UK premiums rose five per cent to £2bn and premiums in Ireland were flat at £232m.
RSA said earnings per share in the year so far were ahead of 2016, but held back by third quarter underwriting results.
Why it’s interesting
The FTSE 100-listed firm’s update this morning was upbeat, but the group admitted that while “insurance and financial market conditions are largely unchanged”, this excepted challenges in wholesale and international commercial markets from US and Caribbean catastrophe activity.
“The impact on market pricing trends from these events is as yet unclear,” the firm said. However, UK underwriting results were hit by US/Caribbean hurricane costs, and RSA said its weather losses during the quarter included a provision of £50m for those storms. The insurer added that underwriting results were also weaker due to “continuing adverse household and large loss experience”.
And investors seem to be wary about the numbers released this morning – shares were down 2.3 per cent at the time of writing.
RSA is not alone in dealing with ongoing problems after extreme weather across the pond.
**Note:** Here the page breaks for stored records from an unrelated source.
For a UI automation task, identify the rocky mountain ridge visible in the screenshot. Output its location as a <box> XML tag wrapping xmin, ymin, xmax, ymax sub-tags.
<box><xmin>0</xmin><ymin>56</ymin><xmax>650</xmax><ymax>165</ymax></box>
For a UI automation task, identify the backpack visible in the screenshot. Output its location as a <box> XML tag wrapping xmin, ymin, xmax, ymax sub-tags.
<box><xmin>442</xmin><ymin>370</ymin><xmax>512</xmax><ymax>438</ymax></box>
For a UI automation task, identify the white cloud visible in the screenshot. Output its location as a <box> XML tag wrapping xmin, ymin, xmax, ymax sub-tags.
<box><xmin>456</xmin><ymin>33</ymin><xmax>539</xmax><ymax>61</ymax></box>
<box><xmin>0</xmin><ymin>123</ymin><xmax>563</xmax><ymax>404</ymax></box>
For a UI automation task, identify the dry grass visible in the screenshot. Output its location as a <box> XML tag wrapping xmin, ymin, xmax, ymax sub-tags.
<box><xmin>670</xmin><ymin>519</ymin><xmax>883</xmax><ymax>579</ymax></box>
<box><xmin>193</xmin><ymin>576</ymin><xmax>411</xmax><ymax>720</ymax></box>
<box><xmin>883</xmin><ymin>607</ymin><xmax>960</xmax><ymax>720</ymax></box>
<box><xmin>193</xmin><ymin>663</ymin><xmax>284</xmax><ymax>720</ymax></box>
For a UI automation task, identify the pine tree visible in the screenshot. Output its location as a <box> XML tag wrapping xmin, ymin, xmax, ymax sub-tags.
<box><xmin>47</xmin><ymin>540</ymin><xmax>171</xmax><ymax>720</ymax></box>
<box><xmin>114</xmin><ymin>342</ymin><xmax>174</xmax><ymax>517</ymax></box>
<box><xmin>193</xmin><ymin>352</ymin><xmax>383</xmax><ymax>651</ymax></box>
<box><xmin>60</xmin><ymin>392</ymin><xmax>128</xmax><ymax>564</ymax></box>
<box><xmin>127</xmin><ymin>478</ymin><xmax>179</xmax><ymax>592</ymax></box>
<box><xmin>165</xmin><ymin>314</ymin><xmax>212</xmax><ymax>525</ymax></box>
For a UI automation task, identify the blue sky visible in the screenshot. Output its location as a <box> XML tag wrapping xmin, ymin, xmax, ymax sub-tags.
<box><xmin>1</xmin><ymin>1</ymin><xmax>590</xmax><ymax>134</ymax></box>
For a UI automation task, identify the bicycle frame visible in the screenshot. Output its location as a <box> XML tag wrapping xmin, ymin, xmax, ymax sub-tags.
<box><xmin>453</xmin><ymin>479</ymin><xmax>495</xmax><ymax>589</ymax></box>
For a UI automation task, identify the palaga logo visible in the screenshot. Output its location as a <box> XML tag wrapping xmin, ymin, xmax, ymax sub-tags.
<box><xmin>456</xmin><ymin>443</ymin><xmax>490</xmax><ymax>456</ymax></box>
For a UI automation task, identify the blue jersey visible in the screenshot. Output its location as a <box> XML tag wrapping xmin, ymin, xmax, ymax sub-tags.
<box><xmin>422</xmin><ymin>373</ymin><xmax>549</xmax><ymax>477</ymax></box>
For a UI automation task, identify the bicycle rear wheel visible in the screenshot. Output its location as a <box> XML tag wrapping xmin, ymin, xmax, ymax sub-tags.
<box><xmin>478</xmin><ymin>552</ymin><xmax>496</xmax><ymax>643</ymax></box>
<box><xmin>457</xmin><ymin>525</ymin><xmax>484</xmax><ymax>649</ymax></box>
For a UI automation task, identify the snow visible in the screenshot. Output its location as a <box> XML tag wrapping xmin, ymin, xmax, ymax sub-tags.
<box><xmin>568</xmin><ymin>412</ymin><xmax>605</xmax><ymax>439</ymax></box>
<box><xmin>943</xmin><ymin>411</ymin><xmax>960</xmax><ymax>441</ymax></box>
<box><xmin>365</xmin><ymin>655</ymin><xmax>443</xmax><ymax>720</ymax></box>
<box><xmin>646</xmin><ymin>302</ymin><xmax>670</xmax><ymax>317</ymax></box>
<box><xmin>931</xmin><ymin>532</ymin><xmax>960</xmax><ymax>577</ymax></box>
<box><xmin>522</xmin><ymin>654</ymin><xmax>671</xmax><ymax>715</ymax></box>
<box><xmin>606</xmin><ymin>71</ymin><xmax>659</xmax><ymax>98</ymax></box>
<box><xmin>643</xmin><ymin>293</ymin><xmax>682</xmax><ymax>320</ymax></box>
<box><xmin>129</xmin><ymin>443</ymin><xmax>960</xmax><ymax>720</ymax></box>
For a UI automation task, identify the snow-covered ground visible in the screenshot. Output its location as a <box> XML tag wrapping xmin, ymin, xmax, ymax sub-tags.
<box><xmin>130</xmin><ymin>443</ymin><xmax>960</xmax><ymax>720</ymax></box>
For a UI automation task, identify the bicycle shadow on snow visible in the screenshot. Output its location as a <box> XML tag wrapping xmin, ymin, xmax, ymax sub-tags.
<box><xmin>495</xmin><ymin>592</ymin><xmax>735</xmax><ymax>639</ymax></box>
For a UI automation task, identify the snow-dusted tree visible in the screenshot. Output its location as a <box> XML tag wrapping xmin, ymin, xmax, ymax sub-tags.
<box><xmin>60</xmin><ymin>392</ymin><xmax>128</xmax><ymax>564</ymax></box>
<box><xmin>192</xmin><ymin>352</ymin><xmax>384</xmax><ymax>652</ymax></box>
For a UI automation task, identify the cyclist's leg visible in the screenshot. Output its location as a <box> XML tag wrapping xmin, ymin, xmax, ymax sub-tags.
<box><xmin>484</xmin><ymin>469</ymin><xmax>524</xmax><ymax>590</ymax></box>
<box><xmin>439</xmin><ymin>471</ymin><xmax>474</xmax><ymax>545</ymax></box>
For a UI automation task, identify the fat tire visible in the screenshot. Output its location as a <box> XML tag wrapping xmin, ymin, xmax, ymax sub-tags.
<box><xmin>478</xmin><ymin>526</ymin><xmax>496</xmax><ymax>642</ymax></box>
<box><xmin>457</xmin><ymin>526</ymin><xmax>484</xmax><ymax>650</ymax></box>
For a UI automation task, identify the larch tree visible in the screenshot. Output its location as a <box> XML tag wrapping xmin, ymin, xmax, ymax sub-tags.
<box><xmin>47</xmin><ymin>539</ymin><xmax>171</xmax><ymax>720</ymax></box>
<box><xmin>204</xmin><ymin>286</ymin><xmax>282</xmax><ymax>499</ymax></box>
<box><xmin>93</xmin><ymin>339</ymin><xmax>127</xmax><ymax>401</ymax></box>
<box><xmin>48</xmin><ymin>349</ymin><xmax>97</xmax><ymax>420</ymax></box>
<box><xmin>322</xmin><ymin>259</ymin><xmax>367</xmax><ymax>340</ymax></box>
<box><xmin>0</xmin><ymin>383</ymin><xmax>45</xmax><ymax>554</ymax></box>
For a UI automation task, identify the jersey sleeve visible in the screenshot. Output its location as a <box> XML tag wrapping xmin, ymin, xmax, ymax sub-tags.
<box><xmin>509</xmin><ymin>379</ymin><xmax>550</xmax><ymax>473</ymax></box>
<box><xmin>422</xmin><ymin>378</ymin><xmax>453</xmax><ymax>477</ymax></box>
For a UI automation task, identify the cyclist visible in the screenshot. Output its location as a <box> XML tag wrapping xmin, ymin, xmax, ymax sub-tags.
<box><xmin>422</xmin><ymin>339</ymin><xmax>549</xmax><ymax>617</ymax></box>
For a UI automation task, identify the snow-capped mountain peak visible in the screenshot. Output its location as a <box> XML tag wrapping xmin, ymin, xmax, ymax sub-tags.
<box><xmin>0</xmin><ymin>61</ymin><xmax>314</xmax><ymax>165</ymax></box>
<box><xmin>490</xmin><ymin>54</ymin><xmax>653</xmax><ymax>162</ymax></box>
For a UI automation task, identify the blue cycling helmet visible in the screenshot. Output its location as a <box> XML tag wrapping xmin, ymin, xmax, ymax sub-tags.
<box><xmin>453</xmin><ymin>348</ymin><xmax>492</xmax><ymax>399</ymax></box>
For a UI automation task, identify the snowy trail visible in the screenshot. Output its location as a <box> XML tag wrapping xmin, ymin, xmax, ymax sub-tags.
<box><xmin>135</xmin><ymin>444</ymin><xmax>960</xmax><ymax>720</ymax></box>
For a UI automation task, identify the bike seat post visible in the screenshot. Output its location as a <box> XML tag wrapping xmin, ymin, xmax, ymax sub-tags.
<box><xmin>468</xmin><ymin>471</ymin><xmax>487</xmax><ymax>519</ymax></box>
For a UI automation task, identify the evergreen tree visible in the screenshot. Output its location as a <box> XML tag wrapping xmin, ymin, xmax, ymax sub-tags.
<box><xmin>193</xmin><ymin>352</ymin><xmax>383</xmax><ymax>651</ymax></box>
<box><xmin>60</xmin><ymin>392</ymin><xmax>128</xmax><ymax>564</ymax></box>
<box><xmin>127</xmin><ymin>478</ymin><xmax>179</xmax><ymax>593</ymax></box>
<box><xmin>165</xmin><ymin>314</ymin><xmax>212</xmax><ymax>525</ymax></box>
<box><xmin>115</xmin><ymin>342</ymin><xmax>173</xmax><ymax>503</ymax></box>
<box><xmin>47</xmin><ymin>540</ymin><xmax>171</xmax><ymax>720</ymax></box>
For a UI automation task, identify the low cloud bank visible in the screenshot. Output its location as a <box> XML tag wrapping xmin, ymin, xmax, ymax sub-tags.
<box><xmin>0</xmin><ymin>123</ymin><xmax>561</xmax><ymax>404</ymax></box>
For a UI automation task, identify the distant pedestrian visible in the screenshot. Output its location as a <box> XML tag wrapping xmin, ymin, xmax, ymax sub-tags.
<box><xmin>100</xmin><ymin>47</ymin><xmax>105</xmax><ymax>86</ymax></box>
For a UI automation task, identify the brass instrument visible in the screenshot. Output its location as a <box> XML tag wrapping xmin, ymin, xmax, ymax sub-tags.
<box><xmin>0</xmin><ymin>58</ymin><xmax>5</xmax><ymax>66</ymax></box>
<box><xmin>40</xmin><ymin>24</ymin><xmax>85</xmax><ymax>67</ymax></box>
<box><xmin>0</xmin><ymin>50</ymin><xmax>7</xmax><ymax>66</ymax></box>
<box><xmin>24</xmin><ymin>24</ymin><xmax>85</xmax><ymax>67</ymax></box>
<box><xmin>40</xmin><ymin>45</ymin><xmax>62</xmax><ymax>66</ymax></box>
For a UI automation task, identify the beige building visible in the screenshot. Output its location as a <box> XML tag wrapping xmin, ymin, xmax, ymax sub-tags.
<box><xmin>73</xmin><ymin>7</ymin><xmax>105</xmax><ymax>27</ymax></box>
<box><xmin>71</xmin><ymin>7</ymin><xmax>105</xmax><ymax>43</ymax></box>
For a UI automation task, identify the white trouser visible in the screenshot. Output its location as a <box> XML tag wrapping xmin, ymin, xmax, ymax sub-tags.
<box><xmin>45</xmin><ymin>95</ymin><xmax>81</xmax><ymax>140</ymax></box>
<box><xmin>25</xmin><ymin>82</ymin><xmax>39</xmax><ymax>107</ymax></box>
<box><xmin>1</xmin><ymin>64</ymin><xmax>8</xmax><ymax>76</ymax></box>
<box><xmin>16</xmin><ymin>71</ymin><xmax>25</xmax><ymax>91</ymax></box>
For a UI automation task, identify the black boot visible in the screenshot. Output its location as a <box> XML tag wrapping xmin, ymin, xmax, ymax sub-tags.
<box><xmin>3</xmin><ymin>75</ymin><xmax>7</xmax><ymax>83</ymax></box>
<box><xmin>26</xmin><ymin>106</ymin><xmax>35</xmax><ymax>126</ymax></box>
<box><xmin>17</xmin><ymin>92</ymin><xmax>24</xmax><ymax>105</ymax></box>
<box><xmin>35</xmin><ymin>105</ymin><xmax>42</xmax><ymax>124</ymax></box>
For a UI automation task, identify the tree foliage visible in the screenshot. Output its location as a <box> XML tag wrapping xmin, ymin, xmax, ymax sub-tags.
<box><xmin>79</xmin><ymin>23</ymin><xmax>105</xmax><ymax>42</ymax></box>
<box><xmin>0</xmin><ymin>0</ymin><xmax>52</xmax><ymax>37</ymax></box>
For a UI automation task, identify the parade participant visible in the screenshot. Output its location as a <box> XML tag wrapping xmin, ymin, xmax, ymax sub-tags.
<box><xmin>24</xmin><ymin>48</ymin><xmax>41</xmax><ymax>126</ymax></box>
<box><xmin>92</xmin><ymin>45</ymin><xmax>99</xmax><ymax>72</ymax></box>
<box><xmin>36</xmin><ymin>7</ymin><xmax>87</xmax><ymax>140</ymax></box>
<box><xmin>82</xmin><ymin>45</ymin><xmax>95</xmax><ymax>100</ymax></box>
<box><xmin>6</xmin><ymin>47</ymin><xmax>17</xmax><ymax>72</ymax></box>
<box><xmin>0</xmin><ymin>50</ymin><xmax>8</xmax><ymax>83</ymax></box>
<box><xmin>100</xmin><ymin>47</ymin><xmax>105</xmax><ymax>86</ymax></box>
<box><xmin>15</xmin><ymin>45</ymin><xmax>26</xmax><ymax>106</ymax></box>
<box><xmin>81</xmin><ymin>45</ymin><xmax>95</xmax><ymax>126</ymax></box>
Insurer Lancashire Holdings dropped 3.6 per cent this morning after reporting a pretax loss of $136.4m (£102.8m), largely down to the effects of hurricanes Harvey, Irma and Maria, as well as the earthquakes in Mexico.
What RSA said
“The progress at RSA overall leaves group profits ahead of the same period in 2016 though by less than we had targeted,” said group chief executive Stephen Hester.
“We are continuing to drive business enhancements across the group, whilst taking further underwriting action in some portfolios to improve performance for 2018.”